Solved: Re: Rename columns based on values from other dataset

newboy1218 · Posted 02-22-2022 04:41 PM

Hi, I have 2 datasets where dataset A contains the column headers and dataset B contains the raw data. Is there an efficient way to change the current (old) column header in dataset B according to the value in dataset A?

HAVE-Dataset A:

F1	F2	F3	...	F1000
account_id	name	age	...	zip_code

HAVE-Dataset B:

F1	F2	F3	...	F1000
10000	John White	34	...	M8DO0U
10001	Amy Power	12	...	A7DG2E

WANT-Dataset B:

account_id	name	age	...	zip_code
10000	John White	34	...	M8DO0U
10001	Amy Power	12	...	A7DG2E

Reeza · Posted 02-22-2022 05:58 PM

My approach doesn't modify the data set at all, it just renames the data making more efficient but the best solution is always one you understand and can modify.

General idea is:

data driven code - as data set changes it changes
PROC DATASETS will rename variables in a data set by modifying the metadata rather than re-creating the data set. For large data sets this is much more efficient.
Create an array to reference all the variables
Use VNAME to get the variable current/old name from the array
Use the value of the array as the new name
Create a string that has the format of oldName = newName to pass to proc datasets
Use CALL EXECUTE to run the generated code

data headings;
   input f1:$20. f2:$20. f3:$20. f1000:$20.;
datalines;
account_id name age zip_code
;
run;

data actualdata;
   input f1:$20. f2 $10. f3:$20. f1000:$20.;
datalines;
10000 John White 34 M8DO0U
10001 Amy Power 12 A7DG2E
;
run; 


data rename;
set headings;

array f(*) f:;;

*start proc datasets process to update data set;
call execute('proc datasets lib=work; modify actualdata; rename ');

do i=1 to dim(f);
str = catt(vname(f(i)), " = ", f(i));
call execute(str);
end;

call execute(";quit;");

run;

proc contents data=actualdata;
run;

Log (selected) is generated from the data step dynamically it creates this text that is then executed via SAS:

 NOTE: CALL EXECUTE generated line.
 1         + proc datasets lib=work;
 1         +                         modify actualdata;
 1         +                                            rename
 2         + f1 =account_id    
 3         + f2 =name
 4         + f3 =age
 5         + f1000 =zip_code
 6         + ;
 NOTE: Renaming variable f1 to account_id.
 NOTE: Renaming variable f2 to name.
 NOTE: Renaming variable f3 to age.
 NOTE: Renaming variable f1000 to zip_code.
 6         +  quit;
 
 NOTE: MODIFY was successful for WORK.ACTUALDATA.DATA.
 NOTE: PROCEDURE DATASETS used (Total process time):
       real time           0.03 seconds
       user cpu time       0.04 seconds
       system cpu time     0.00 seconds
       memory              1421.31k
       OS Memory           29612.00k
       Timestamp           02/22/2022 10:52:29 PM
       Step Count                        37  Switch Count  0
       Page Faults                       0
       Page Reclaims                     130
       Page Swaps                        0
       Voluntary Context Switches        0
       Involuntary Context Switches      0
       Block Input Operations            0
       Block Output Operations           272

FYI - code in this post is modified slightly to be more dynamic and account for varying amounts of variables (F variables).
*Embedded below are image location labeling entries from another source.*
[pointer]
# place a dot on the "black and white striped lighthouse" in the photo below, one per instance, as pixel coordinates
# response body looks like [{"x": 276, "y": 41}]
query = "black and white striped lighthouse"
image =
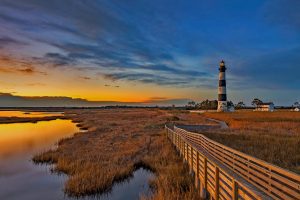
[{"x": 222, "y": 96}]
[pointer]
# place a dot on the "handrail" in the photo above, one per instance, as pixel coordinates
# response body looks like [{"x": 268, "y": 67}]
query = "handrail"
[{"x": 269, "y": 179}]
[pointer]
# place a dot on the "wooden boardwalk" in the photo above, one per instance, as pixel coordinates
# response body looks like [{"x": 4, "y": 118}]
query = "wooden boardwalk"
[{"x": 224, "y": 173}]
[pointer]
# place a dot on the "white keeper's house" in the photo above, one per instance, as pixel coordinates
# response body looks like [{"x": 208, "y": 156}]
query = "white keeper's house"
[{"x": 268, "y": 106}]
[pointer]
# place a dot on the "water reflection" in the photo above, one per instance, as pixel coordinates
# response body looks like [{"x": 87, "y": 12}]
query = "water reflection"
[
  {"x": 19, "y": 177},
  {"x": 16, "y": 113}
]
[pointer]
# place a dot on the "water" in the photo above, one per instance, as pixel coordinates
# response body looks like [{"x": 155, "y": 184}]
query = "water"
[
  {"x": 17, "y": 113},
  {"x": 21, "y": 179}
]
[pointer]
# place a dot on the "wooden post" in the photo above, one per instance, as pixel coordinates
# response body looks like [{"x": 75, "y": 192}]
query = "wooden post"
[
  {"x": 234, "y": 190},
  {"x": 205, "y": 173},
  {"x": 197, "y": 171},
  {"x": 192, "y": 157},
  {"x": 203, "y": 184},
  {"x": 217, "y": 183}
]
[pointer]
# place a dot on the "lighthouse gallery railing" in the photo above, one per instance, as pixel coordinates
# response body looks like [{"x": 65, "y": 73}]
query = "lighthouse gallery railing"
[{"x": 229, "y": 174}]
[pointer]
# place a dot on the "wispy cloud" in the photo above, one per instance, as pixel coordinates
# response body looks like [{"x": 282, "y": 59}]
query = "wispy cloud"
[{"x": 161, "y": 42}]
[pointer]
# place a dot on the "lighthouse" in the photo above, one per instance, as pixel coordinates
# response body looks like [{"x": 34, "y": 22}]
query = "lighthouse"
[{"x": 222, "y": 96}]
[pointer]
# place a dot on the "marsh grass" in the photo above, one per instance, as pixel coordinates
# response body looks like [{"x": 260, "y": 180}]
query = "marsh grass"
[
  {"x": 270, "y": 136},
  {"x": 119, "y": 141}
]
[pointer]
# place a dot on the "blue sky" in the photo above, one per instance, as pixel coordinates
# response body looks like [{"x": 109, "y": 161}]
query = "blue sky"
[{"x": 174, "y": 46}]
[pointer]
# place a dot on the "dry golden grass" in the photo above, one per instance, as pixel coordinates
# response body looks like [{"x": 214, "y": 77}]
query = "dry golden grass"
[
  {"x": 270, "y": 136},
  {"x": 117, "y": 142}
]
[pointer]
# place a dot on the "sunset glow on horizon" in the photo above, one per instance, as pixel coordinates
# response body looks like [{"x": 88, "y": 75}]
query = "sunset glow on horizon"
[{"x": 142, "y": 51}]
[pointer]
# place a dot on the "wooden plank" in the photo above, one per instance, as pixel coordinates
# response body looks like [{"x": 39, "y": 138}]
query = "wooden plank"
[
  {"x": 277, "y": 169},
  {"x": 217, "y": 183},
  {"x": 205, "y": 163}
]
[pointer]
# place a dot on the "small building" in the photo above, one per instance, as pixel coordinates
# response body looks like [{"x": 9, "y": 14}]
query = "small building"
[{"x": 269, "y": 107}]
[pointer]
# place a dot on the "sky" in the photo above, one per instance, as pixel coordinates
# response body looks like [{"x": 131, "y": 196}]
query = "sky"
[{"x": 150, "y": 51}]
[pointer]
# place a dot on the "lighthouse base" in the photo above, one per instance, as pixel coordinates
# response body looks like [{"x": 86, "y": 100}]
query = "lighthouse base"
[{"x": 222, "y": 106}]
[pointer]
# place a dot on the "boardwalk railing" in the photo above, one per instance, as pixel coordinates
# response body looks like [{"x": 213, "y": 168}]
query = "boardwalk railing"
[{"x": 229, "y": 174}]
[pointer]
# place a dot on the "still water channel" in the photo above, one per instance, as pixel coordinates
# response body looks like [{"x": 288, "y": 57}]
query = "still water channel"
[{"x": 21, "y": 179}]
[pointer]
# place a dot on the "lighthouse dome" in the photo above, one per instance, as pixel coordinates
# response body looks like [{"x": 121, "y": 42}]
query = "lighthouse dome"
[{"x": 222, "y": 63}]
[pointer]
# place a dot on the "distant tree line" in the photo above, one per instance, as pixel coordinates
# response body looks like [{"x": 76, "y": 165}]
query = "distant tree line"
[{"x": 207, "y": 105}]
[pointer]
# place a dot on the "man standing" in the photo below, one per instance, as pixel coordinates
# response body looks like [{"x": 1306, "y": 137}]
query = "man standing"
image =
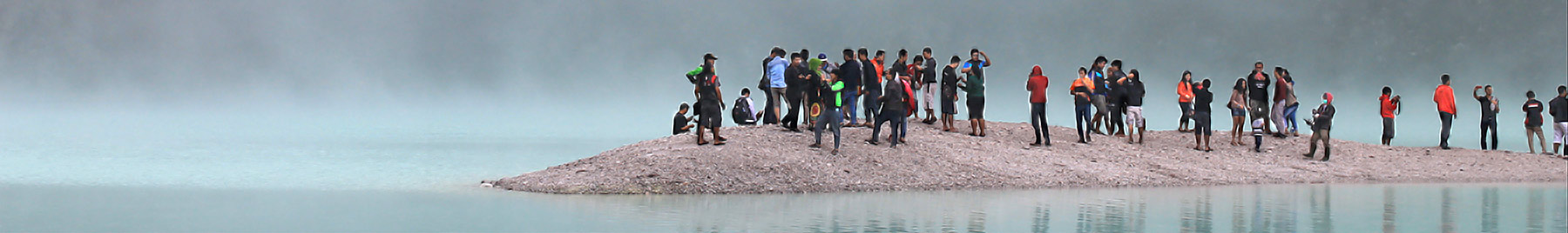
[
  {"x": 929, "y": 85},
  {"x": 1489, "y": 116},
  {"x": 1559, "y": 119},
  {"x": 794, "y": 78},
  {"x": 1444, "y": 97},
  {"x": 1132, "y": 91},
  {"x": 709, "y": 101},
  {"x": 1037, "y": 105},
  {"x": 1532, "y": 123},
  {"x": 1322, "y": 121},
  {"x": 974, "y": 85},
  {"x": 1388, "y": 107},
  {"x": 775, "y": 86},
  {"x": 1258, "y": 103}
]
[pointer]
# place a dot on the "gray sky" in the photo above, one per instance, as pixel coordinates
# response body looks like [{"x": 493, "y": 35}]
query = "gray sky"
[{"x": 617, "y": 64}]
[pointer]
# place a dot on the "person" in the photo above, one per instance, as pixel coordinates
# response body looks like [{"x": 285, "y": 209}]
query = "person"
[
  {"x": 974, "y": 85},
  {"x": 794, "y": 78},
  {"x": 870, "y": 88},
  {"x": 1285, "y": 103},
  {"x": 1037, "y": 105},
  {"x": 949, "y": 93},
  {"x": 709, "y": 99},
  {"x": 1082, "y": 91},
  {"x": 1559, "y": 109},
  {"x": 1184, "y": 101},
  {"x": 1132, "y": 103},
  {"x": 1489, "y": 116},
  {"x": 1388, "y": 107},
  {"x": 1532, "y": 123},
  {"x": 1322, "y": 121},
  {"x": 1238, "y": 110},
  {"x": 1201, "y": 127},
  {"x": 776, "y": 86},
  {"x": 831, "y": 101},
  {"x": 744, "y": 113},
  {"x": 1444, "y": 97},
  {"x": 893, "y": 110},
  {"x": 1095, "y": 70},
  {"x": 1258, "y": 103},
  {"x": 1115, "y": 99},
  {"x": 929, "y": 82},
  {"x": 682, "y": 123}
]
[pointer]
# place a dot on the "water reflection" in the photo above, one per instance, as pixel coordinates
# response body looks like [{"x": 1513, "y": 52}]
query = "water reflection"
[{"x": 1317, "y": 209}]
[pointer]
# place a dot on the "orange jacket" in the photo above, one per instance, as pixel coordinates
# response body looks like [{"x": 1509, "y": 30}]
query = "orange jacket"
[
  {"x": 1184, "y": 91},
  {"x": 1444, "y": 97}
]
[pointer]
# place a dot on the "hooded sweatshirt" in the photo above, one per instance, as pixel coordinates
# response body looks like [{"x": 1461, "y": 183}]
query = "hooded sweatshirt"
[{"x": 1037, "y": 86}]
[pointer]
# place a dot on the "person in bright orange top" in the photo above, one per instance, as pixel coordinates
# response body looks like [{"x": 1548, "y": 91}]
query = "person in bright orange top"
[
  {"x": 1444, "y": 97},
  {"x": 1184, "y": 99}
]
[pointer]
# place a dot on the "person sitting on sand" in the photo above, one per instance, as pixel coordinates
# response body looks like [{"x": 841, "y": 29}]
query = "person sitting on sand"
[
  {"x": 831, "y": 101},
  {"x": 744, "y": 113},
  {"x": 1184, "y": 101},
  {"x": 1238, "y": 110},
  {"x": 1037, "y": 105},
  {"x": 1532, "y": 123},
  {"x": 1322, "y": 121},
  {"x": 1559, "y": 121},
  {"x": 949, "y": 93},
  {"x": 1388, "y": 109},
  {"x": 682, "y": 123},
  {"x": 1082, "y": 90},
  {"x": 1446, "y": 111},
  {"x": 1489, "y": 116},
  {"x": 1203, "y": 129},
  {"x": 1132, "y": 103},
  {"x": 709, "y": 101},
  {"x": 893, "y": 110}
]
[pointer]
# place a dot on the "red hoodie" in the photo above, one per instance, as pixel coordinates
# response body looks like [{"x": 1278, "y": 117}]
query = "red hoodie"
[
  {"x": 1444, "y": 97},
  {"x": 1037, "y": 86}
]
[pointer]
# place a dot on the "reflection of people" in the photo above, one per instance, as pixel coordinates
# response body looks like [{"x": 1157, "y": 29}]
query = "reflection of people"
[
  {"x": 1322, "y": 119},
  {"x": 682, "y": 123}
]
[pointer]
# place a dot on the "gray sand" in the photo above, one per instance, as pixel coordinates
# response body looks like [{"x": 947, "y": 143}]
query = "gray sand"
[{"x": 767, "y": 160}]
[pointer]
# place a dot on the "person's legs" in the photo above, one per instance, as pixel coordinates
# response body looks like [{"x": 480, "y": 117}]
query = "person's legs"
[{"x": 1448, "y": 123}]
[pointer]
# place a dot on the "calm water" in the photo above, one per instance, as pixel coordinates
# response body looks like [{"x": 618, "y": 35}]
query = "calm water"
[{"x": 242, "y": 172}]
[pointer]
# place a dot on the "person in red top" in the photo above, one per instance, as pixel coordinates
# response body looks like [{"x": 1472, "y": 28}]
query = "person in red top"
[
  {"x": 1388, "y": 109},
  {"x": 1444, "y": 97},
  {"x": 1037, "y": 103},
  {"x": 1184, "y": 99}
]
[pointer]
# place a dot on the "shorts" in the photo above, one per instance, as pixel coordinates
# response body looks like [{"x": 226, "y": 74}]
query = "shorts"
[
  {"x": 1099, "y": 103},
  {"x": 709, "y": 115},
  {"x": 976, "y": 109},
  {"x": 1559, "y": 131},
  {"x": 1201, "y": 123},
  {"x": 1388, "y": 129},
  {"x": 1134, "y": 116}
]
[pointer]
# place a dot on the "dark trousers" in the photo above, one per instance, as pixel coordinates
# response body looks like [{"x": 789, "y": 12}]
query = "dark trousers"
[
  {"x": 1489, "y": 125},
  {"x": 1037, "y": 117},
  {"x": 1082, "y": 117},
  {"x": 1448, "y": 123},
  {"x": 893, "y": 129}
]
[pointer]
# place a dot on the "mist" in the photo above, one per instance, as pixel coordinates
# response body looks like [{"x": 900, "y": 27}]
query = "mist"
[{"x": 613, "y": 68}]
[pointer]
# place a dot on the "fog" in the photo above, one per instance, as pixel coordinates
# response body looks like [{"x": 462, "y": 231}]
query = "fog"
[{"x": 613, "y": 68}]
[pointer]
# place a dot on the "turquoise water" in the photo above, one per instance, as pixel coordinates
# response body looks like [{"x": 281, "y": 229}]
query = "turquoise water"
[{"x": 419, "y": 172}]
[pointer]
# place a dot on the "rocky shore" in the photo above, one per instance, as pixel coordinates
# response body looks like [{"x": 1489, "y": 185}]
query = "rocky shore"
[{"x": 762, "y": 160}]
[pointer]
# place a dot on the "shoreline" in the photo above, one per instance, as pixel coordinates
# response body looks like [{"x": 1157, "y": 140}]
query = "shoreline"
[{"x": 764, "y": 160}]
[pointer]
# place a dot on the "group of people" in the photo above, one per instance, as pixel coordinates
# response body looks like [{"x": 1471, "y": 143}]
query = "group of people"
[{"x": 864, "y": 86}]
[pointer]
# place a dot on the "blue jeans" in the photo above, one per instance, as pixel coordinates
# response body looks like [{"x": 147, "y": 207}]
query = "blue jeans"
[{"x": 848, "y": 107}]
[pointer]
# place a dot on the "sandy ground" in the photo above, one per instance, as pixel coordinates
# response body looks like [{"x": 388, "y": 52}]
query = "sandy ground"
[{"x": 768, "y": 160}]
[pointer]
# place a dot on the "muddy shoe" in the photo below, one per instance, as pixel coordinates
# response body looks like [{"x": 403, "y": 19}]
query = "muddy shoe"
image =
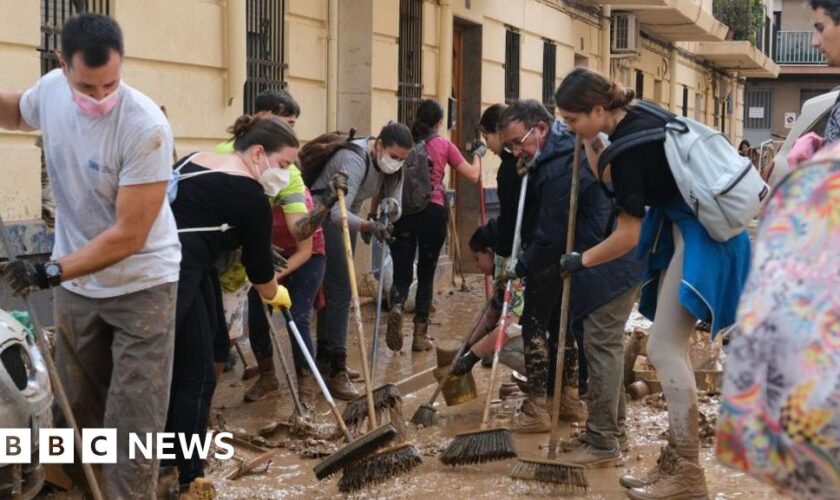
[
  {"x": 533, "y": 417},
  {"x": 341, "y": 387},
  {"x": 264, "y": 387},
  {"x": 663, "y": 463},
  {"x": 683, "y": 480},
  {"x": 422, "y": 341},
  {"x": 393, "y": 335}
]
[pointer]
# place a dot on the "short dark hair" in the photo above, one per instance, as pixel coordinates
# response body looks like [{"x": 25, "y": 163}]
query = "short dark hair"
[
  {"x": 489, "y": 122},
  {"x": 832, "y": 8},
  {"x": 277, "y": 102},
  {"x": 528, "y": 111},
  {"x": 92, "y": 35}
]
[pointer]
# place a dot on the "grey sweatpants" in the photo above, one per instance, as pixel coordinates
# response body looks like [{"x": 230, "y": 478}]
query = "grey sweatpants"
[
  {"x": 668, "y": 350},
  {"x": 114, "y": 357}
]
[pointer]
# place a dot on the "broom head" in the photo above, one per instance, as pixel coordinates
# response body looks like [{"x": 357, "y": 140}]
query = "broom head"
[
  {"x": 384, "y": 465},
  {"x": 570, "y": 477},
  {"x": 355, "y": 451},
  {"x": 479, "y": 447}
]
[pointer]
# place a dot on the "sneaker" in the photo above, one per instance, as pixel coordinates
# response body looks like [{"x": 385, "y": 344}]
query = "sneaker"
[
  {"x": 681, "y": 481},
  {"x": 663, "y": 463},
  {"x": 264, "y": 387},
  {"x": 590, "y": 457},
  {"x": 533, "y": 417}
]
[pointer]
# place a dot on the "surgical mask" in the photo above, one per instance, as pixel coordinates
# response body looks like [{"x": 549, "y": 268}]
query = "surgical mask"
[
  {"x": 389, "y": 165},
  {"x": 91, "y": 107},
  {"x": 274, "y": 179}
]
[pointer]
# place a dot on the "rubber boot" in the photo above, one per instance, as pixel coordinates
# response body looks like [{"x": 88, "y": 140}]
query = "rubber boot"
[
  {"x": 422, "y": 341},
  {"x": 266, "y": 384},
  {"x": 682, "y": 480}
]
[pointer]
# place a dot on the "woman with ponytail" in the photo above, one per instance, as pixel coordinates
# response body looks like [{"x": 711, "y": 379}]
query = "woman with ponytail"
[
  {"x": 220, "y": 203},
  {"x": 423, "y": 233},
  {"x": 690, "y": 276}
]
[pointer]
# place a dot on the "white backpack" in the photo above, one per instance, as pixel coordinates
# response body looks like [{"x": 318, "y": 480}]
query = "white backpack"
[{"x": 721, "y": 187}]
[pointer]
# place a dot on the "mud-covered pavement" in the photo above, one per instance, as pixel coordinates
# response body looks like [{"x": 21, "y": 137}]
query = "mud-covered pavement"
[{"x": 290, "y": 476}]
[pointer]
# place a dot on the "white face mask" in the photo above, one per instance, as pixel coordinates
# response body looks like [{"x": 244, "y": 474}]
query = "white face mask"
[
  {"x": 274, "y": 179},
  {"x": 389, "y": 165}
]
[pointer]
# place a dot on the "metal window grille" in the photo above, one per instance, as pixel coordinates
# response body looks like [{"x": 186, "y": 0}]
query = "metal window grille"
[
  {"x": 410, "y": 69},
  {"x": 549, "y": 72},
  {"x": 512, "y": 44},
  {"x": 265, "y": 49},
  {"x": 53, "y": 15}
]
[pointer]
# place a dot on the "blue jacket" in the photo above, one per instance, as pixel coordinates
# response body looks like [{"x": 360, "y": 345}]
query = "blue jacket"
[
  {"x": 551, "y": 178},
  {"x": 714, "y": 273}
]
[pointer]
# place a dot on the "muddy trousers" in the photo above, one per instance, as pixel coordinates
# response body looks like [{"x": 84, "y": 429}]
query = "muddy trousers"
[
  {"x": 421, "y": 234},
  {"x": 668, "y": 350},
  {"x": 603, "y": 339},
  {"x": 114, "y": 357},
  {"x": 303, "y": 285}
]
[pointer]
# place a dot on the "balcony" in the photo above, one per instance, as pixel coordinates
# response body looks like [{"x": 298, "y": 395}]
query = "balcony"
[{"x": 794, "y": 47}]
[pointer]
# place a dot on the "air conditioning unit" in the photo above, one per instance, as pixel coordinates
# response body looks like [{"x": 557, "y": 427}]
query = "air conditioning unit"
[{"x": 625, "y": 33}]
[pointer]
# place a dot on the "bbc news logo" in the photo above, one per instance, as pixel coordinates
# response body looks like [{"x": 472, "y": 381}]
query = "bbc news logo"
[{"x": 99, "y": 446}]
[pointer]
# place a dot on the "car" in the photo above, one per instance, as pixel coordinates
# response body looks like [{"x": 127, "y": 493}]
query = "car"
[{"x": 25, "y": 402}]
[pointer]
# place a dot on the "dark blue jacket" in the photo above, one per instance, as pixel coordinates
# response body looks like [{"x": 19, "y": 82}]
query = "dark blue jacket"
[{"x": 551, "y": 177}]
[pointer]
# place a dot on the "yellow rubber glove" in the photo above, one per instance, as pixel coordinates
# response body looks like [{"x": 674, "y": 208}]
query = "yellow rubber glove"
[{"x": 281, "y": 299}]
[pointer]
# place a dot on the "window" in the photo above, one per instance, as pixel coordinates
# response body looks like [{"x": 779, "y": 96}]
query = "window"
[
  {"x": 549, "y": 72},
  {"x": 53, "y": 15},
  {"x": 640, "y": 85},
  {"x": 265, "y": 48},
  {"x": 512, "y": 43},
  {"x": 410, "y": 69}
]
View solution in original post

Reeza · Posted 02-22-2022 05:17 PM

data rename;
set datasetA;

array f(1000) f1-f1000;

call execute('proc datasets lib=work; modify datasetB; rename ');

do i=1 to dim(f);
str = catt(vname(f(i)), " = ", f(i));
call execute(str);
end;

call execute(";quit;");

run;

Dynamically rename using PROC DATASETS and CALL EXECUTE.

A proc datasets typically looks like this:

proc datasets library=inputLibrary;
modify dataset2change;
rename originalVarName = NewVariableName 
......
.....

list of variables;
quit;

Using your first data set you can dynamically create that code by looping through the variables and generating the code and CALL EXECUTE executes the code for you.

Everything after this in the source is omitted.